By Noel Bruyns
After a wet and muddy start to the assembly, participants are beginning to enjoy the real Africa, as one imagines it from travelogues.
The marimba and drum music, traditional dance and infectious happiness of the locals are still fresh in our minds after last nights cultural evening.
There are occasional patches of blue African skies during the current rainy season. The friendliness of the security guards is memorable.
The Africa plenary yesterday afternoon gives another, deeper dimension to the image of Africa.
Listening to the Rev. Barney Pityana and Dr Mercy Oduyoye, one is struck by an "other-ness" in African spirituality.
Oduyoye spoke out aloud with no self consciousness to her ancestors, defying those Christians who shake their head disapprovingly of the ancestor cult they incorrectly call "pagan ancestor worship".
She spoke of Creator God of Many Names, who her ancestors knew long before the missionaries came.
This simple spirituality, talking to God and the ancestors accompanying them in their most down-to-earth human condition, is typically African.

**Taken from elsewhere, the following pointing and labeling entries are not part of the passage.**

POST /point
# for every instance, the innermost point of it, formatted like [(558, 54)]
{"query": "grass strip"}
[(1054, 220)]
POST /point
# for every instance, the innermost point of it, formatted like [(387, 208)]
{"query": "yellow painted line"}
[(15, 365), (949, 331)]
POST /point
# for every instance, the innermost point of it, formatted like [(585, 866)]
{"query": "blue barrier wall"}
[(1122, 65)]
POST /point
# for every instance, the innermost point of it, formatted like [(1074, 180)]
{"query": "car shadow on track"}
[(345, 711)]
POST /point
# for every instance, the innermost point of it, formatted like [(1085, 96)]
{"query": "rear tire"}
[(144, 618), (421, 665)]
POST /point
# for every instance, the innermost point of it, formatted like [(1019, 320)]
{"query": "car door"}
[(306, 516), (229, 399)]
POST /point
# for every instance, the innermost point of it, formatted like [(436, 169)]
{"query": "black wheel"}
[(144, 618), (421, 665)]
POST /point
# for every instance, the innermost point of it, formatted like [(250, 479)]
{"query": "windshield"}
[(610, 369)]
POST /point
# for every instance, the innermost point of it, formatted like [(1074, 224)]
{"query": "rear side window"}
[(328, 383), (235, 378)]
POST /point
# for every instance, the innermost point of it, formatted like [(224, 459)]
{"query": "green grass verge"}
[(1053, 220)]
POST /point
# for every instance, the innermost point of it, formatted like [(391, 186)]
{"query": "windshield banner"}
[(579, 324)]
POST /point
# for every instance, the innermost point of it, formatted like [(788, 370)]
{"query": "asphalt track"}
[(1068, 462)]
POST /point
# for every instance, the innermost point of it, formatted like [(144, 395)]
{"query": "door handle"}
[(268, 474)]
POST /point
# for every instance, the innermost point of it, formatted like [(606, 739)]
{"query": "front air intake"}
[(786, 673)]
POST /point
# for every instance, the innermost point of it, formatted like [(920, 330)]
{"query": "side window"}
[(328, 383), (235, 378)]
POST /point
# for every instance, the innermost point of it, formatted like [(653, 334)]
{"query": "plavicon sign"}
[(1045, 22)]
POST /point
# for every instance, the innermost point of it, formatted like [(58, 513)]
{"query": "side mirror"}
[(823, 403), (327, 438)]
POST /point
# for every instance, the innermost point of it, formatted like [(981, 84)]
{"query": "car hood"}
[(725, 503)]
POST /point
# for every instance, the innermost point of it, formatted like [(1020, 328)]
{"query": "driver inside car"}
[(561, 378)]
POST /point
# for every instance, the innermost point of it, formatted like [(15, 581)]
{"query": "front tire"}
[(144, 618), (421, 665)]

Pityana addressed the misconception by the first European settlers that Africans had no religion because there were no outward signs of religiosity no buildings, no holy places, no postures pointing to the divine, no sacred dress.
For the true African, even the Christian African, Pityana tried to say, these outward signs are not necessary.
"We have only known God in the people of our everyday experience. ... The entire activity of the people, their very being was a devotion to the deity who is the creator. To understand the people of Africa, therefore, requires a paradigm shift about God and religious life."
The traditional soul of Africa reflects an innate spirituality and holiness. In part its soul has been pierced by colonialism and missionary connivance, in part by the sinfulness and complicity of its own people.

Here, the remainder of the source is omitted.